City council members feel confident with the proposal because voters already have shown to be in support of the tax increase for the sake of Metro.

Council members also seem to favor a fee for vehicle-licensing rather than a raise in property tax, according to The Seattle Times.

“My No. 1 goal is to make sure we put something to the voters that can kind of close that gap on transit,” said councilmember Mike O’Brien in The Times.

Idaho’s ban on same-sex marriage was declared unconstitutional this week—gay and lesbian couples can get married starting Friday. The U.S. District Magistrate Judge Candy Dale decided the ruling saying that the law against same-sex marriage denied a fundamental right.

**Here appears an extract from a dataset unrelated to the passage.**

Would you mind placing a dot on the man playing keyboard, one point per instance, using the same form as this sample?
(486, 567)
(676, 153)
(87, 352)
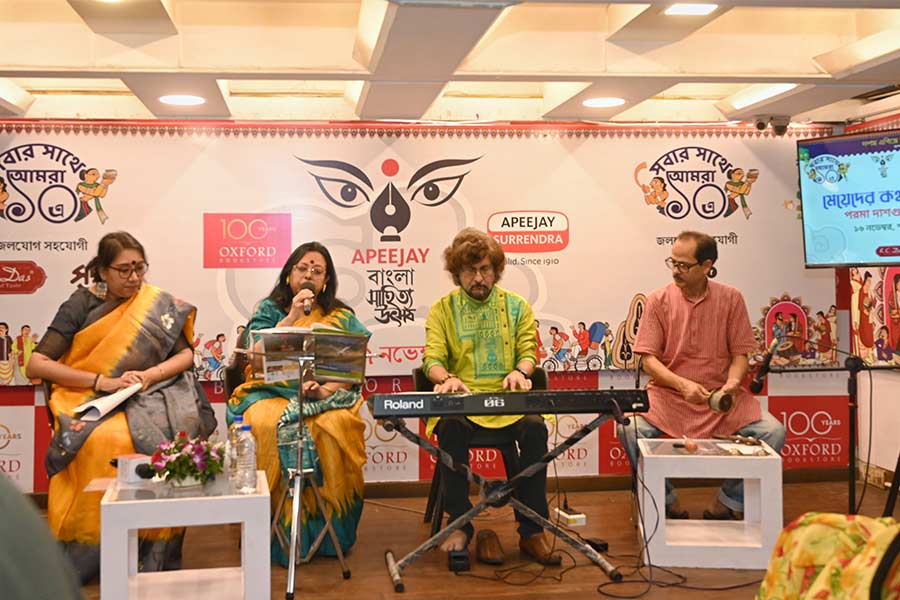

“The Plaintiffs are entitled to extraordinary remedies because of their extraordinary injuries,” Dale wrote in her ruling as reported by the Associated Press. The marriage ban was initially challenged in November when four Idaho couples filed a lawsuit against the governor and Ada County Clerk Chris Rich. Both couples were married in other states where same-sex marriage is legal, but now live in Idaho with their children. The plaintiffs have reportedly been treated as strangers to their children and grandchildren. The couple have to continuously apply for power of attorney in order to give consent for medical treatment for their children.

With the most recent ruling on the marriage ban, however, the couple has hope that such strict rules will be changed.